Mr. Market Is Way Far Off On Wayfair

I've been really intrigued by Wayfair (W) recently.

It started with the purchase of a sleeper sofa last year.

Furniture shopping sucks. Showcase stores are enormous but still have fairly limited inventory, just because of the sheer size of the product. I had a pretty specific idea of what I wanted. The room was painted and carpeted, and was designed around a particular theme that I wanted to fit into. It was also pretty small, so I needed something with very specific dimensions.

To find what I was looking for at a store would have been really difficult and time consuming.

Online seemed like a better option, but I was apprehensive.
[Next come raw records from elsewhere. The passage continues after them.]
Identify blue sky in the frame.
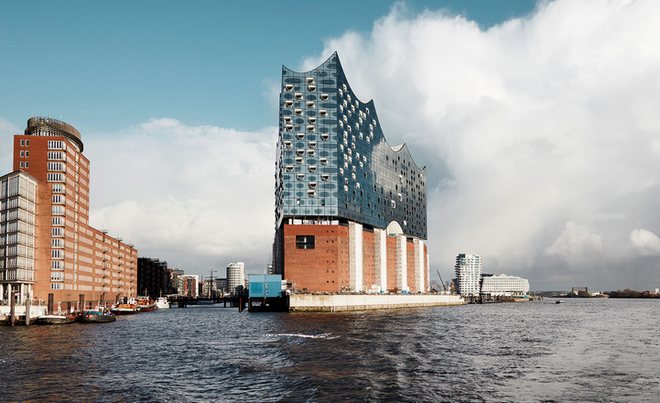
[0,0,535,134]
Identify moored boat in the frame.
[78,307,117,323]
[156,297,170,309]
[137,297,158,312]
[110,304,139,315]
[34,314,78,325]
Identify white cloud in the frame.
[84,118,276,274]
[303,0,660,288]
[629,229,660,255]
[545,222,603,256]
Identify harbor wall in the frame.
[0,305,47,319]
[289,294,465,312]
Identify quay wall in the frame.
[0,305,47,318]
[289,294,466,312]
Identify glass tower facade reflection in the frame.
[275,52,427,239]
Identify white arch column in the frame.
[396,234,409,291]
[348,222,364,292]
[374,229,387,292]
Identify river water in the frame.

Amazon doesn't really do furniture very well. Physical store's online presences are a mixed bag. Shipping costs are prohibitive.

This was before I found Wayfair. Wow! Huge selection, detailed descriptions and measurements, plenty of reviews, and… free shipping?! I ordered a sofa, it came 3 days later, fit into the room perfectly. It was a GREAT experience, and I would definitely buy from there again.
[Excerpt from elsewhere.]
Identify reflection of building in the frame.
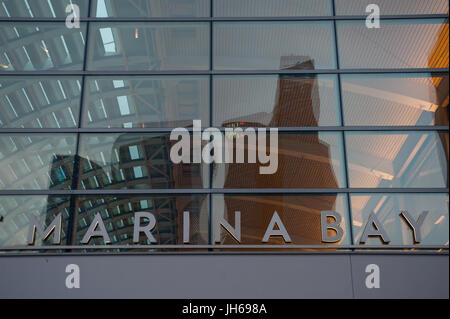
[220,56,339,244]
[42,134,203,248]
So I was curious when I saw the stock show up in the Quality Growth Spell recently. I was even curious-er when I saw the company's revenue growth rates trending at 75-80% year-over-year. And then when I saw the stock carrying just a 1.3 price-to-sales ratio… That seemed quite low to me given the growth and market opportunity.

On the flip side, we've got a vocal short contingent on Wayfair, including well-known short-side outfit Citron Research and hedge fund personality Whitney Tilson, fresh off his successful short attack on Lumber Liquidators (LL).

So who has a better case, and what is a decent price for Wayfair's stock? Let's review.

The Business

First, let's look at Wayfair's business model.

Wayfair does not own enormous warehouses full of furniture that it ships from. Its business model is more like that of Amazon Marketplace, where 3rd parties use Wayfair's websites as a platform for selling their goods. That lets Wayfair offer over 7 million products (!) from over 7,000 suppliers.

This has 2 advantages. One, it allows Wayfair to boast of easily the largest selection of any furniture retailer – anywhere. And two, since there is no inventory, cash flow is excellent. Even though Wayfair has posted GAAP losses on the earnings front, the company has been free cash flow positive.

This “matchmaker” business model has proven highly successful in the online world. It is a model used by a number of successful companies such as eBay (EBAY), Priceline (PCLN), Alibaba (BABA), Uber, and many others.

In addition to the two advantages listed above, the model also creates a strong network effect. Small home goods retailers want to sell on Wayfair to leverage its investments in technology, brand building, and advertising. Customers want to buy on Wayfair for its massive selection, convenience, and free shipping. This creates a large network that is extremely hard for new competitors to replicate or compete against.